PREFORMA is a project in which a team of scientists, librarians and archivists jointly invited proposals for open source applications to be funded - with support from the European Commission. The open source tools created would have to help archival and museum collections check whether the files that enter or are present in their collections adhere to specific format standard specifications. As a main requiremen, the standards the tools are developed for had to be available under open licenses. Not every domain can count on the availability of such open standards, and thus the project also supports the development of such standards. 

Three groups of developers have been working for the past year. MediaArea, the developers of the popular MediaInfo application, develops the MediaConch application for Matroska mediafiles that make use of FFv1 video. EasyInnova, together with the University of Basel, works on the DPFManager toolset and an archival application of the TIFF photography format. And a consortium that includes the Open Preservation Foundation, called VeraPDF, works on the puzzle of getting 1000+ pages of PDF/A standards to a coherent set of rules.

Audience during the workshop presentations. Image credit: Erwin Verbruggen CC BY-SA.

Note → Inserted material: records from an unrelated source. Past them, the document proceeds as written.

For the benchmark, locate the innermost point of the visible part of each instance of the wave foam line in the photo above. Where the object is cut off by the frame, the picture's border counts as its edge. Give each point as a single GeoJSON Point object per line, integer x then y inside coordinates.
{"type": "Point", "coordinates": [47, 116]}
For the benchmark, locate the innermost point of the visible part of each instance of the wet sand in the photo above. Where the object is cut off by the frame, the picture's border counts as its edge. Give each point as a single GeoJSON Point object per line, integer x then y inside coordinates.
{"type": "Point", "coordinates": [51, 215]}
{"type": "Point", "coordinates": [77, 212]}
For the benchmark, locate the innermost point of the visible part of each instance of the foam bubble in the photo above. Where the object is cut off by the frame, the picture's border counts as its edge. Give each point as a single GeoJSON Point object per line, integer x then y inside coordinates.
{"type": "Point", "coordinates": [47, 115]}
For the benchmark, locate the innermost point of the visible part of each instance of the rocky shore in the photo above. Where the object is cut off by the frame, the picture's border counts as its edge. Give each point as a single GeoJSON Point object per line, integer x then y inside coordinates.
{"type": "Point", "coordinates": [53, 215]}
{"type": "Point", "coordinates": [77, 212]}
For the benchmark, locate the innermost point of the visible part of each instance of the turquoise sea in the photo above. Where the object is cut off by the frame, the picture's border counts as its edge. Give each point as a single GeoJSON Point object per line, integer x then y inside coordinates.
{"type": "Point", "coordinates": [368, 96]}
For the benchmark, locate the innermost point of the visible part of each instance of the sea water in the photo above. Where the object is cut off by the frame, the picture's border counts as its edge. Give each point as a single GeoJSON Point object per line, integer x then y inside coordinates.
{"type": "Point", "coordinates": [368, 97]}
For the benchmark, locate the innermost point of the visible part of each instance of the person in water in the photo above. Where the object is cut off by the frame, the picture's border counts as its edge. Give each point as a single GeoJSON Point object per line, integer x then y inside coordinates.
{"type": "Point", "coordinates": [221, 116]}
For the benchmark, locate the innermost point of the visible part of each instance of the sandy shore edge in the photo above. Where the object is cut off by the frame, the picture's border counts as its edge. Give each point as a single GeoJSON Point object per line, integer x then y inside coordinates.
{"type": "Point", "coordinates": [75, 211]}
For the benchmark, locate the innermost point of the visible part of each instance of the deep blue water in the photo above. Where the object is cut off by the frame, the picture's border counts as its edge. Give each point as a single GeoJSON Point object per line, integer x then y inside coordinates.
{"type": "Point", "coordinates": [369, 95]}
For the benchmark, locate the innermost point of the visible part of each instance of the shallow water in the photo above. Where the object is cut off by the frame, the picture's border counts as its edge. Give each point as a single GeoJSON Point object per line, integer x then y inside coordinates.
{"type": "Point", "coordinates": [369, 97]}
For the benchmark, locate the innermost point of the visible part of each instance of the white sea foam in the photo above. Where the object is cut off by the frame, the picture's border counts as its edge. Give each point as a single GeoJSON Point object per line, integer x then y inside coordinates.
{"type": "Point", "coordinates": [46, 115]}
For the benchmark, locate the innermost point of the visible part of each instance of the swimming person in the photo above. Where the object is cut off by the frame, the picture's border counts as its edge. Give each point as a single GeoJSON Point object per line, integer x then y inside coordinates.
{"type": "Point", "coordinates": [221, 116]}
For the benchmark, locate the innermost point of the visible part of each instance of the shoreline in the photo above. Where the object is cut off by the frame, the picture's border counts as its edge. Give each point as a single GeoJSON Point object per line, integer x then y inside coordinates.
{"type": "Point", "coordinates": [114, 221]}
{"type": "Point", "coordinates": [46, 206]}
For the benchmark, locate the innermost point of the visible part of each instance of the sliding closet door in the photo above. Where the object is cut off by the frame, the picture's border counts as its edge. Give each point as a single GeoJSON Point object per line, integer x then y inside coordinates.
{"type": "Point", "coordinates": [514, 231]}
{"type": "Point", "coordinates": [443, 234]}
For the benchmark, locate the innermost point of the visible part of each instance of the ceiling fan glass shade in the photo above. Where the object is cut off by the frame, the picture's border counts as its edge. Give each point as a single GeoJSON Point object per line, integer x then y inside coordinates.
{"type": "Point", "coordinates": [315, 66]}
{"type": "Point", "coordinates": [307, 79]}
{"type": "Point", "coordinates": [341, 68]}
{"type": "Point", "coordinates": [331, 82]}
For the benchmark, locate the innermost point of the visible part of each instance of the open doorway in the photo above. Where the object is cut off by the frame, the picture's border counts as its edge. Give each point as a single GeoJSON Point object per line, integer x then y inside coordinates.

The three projects were presented and demo'ed to an international audience last Thursday, after introductory talks from invited speakers. Peter Bubestinger from Austria sung the praise and pointed to the pitfalls of Open Source development. Many people  misunderstand the 'free' in free or open software: While it offers you the freedom to tinker with it (much as your bathroom offers you the freedom to tinker with its design and set-up once it's yours), it needs support from users to be developed further. Support can exist in terms of funding for developers, but also in help on creating documentation or doing user testing and reporting back. 

Till Jaeger then dove in the complex world of open licenses and how lawyers can spent months and months on picking apart the different varieties of restrictions that exist within. Simply said: Some licenses require all subsequent usage to adhere to the open license model as well. Others don't have that requirement and its code can then be reused on (more) closed projects. The solution in PREFORMA is to make sure all projects adhere to two licenses to be maximally compatible. Melanie Imming presented the LIBER Europe network and how it sees 'open' as a crucial aspect of science development: science relies on openness to move forward. She also stressed how important the efforts of the digital preservation community had been to improve the requirements for research projects: in the Horizon 2020 research projects funded by the European Commission, every project now is required to think in advance about how to manage the data it will generate in dedicated Data Management Plans. 

Demo of the DPFManager application. Image credit: Erwin Verbruggen CC BY-SA.

The tools created in PREFORMA will hopefully prove useful for managing large collections of various formats. You are very welcome to take a look by downloading any of the tools and report your findings to the developers directly through one of the three GitHub environments.